Lady Samuri, claimed for $10,000 at Tampa Bay Downs this winter, won the $77,250 Lighthouse in a front-running 8 1/4-length romp in her last start at the New Jersey oval on June 30. Withgreatpleasure, winner of the Grade 2 Ruffian at Aqueduct this spring, finished almost 16 lengths behind Lady Samuri.
“I’ve been getting some offers for her,” said Schickedanz, who had watched Lady Samuri win under starter allowance and first-level allowance terms in her first two starts for Belsoeur prior to extending her streak in the Lighthouse. “People think she’s a hot item at the moment.”
Lady Samuri is scheduled to make her next start in the Grade 2, $200,000 Molly Pitcher, a 1 1/16-mile race for fillies and mares on Sunday, Haskell Day, at Monmouth.
Any Place Any Time, a $5,000 claim at Monmouth Park in June 2012, won the $61,200 Blue Sparkler there in her last outing June 22.
Any Place Any Time will be looking to continue her stakes success at Monmouth in Sunday’s $100,000 Regret, a six-furlong race for fillies and mares.
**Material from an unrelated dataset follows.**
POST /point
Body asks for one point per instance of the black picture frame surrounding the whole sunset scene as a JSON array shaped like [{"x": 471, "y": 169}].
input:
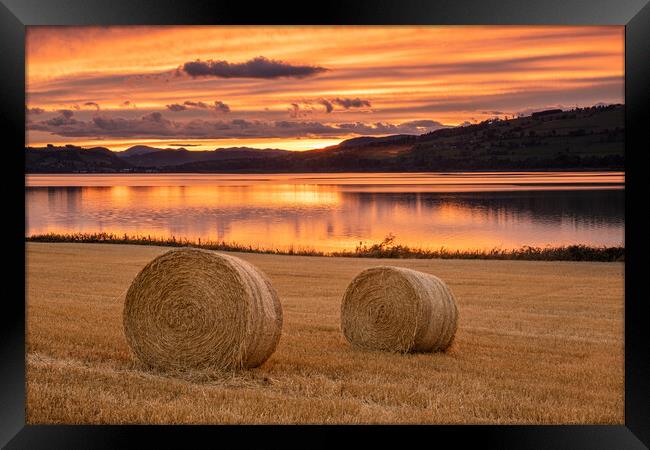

Meanwhile, Schickedanz also has nine horses with Phil England at Woodbine, another three here with Norm McKnight, three with Campbell Wilson at Fort Erie, seven with Les Frost at Charles Town, and a total of 25 spread between Presque Isle, Mountaineer, and Thistledown with Jeff Radosevich.
And his breeding operation continues to be productive as Schickedanz was last year’s leading breeder in Florida by number of foals with 49 and has the Danzig stallion Sardegna and the A.P. Indy stallion Speed Ring along with some 50 mares on his Ocala area property.
In King Township, Ontario, Schickedanz has approximately 30 mares and stands the Storm Cat stallion Harris Tweed, the Mr. Prospector stallion Like A Prospect, and Mr. Scotty, who is by Mr. Greeley out of Scotzanna.
Yet, despite the going concerns of his businesses and racing and breeding operations, Schickedanz takes particular pride in the Royal Canadian Riding Academy, which offers riding lessons and events ranging from international hunter, jumper, and dressage shows to the Eastern Canada rodeo finals.
“It’s a place where young people learn to ride and aspire toward greater things as they get better,” Schickedanz said of the facility located in East Gwillimbury, Ontario. “I think we’re sort of a grassroots place, for people to get into the industry. We’ve had Olympians who have either boarded there, or run their stables and competed there.
“We’ve also previously helped introduce at-risk youth to equine sports through the Cops for Kids and Urban Youth programs.”